近畿日本鉄道株式会社山口昌紀会長の講演を聴いて

奈良県とは切っても切れない大企業といえば近畿日本鉄道株式会社、その会長である山口昌紀氏の講演を聴く機会を得た。私もこれまでずいぶんお世話になってきたが、近鉄に50年以上奉職し文字通り牽引車となって走ってこられた方だけに興味深い話や初めて知る苦労話などもあって大変勉強になった。

「近鉄は公益を第一義とし、国家社会のためにあることを入社以来教えられてきた、特に、大和や伊勢をテリトリーとしているので文化や地域住民とともに生きてゆくことを大事にしている。」とおっしゃり、若い頃からのサラリーマン経験を披露された。その中で、『近鉄中興の祖』といわれた佐伯社長に秘書として仕えた人だけに佐伯さんにまつわるお話が多かった。

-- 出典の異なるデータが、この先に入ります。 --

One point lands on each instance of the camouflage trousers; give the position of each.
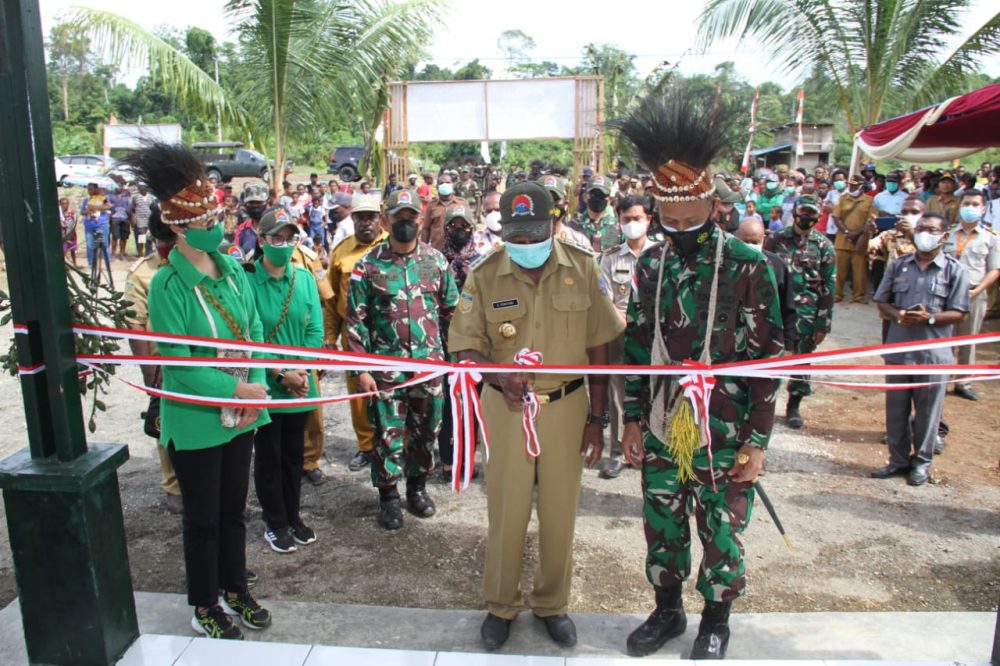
(721, 517)
(406, 425)
(799, 385)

「自分がまだ新入社員の頃、伊勢湾台風が名古屋周辺を襲い、名古屋線のレールが全部流された。そのとき佐伯社長は海外出張中であったが、『被災社員の救済は前例にかかわらず徹底すべし』という電報が入り、社長はレールの復旧よりもまず社員のことを考えてくださっているというので社員が皆発奮した。」

「自分が取締役に昇進したとき、佐伯さんから呼ばれて『将来君が会社を背負う立場にになってもしも会社が困窮するようなことが起こっても社員の首切りだけはやめといてくれ。給料が半分になっても首だけは切るなよ』と言われた。」

山口さんが社長になられてからもいろんな苦労があったようだ。「自分が社長の時近鉄バファローズを売った。野球は好きだが、日々沿線住民の皆さんに払ってもらっている細かい電車賃を球団維持のために使っていいのか自問自答しながら決断した。」

財団法人松伯美術館をつくられたときのエピソード、また小沢征爾さんが奈良にオーケストラを作って本拠地にしたいという話があったのに資金の関係で断念ことは悔いが残る等・・・・赤裸々にお話された姿勢に好感が持てた。また、近鉄は「堅実・進取」を尊び「百姓の文化を体現している田舎の会社だ」と謙遜しながらおっしゃった。

あとの懇親会で山口会長と少し言葉を交わすことができたが、TPP参加問題で全く考えが同じだったので嬉しかった。反対ばかり唱えている政治家も、農政改革についてもう少し勉強してほしい。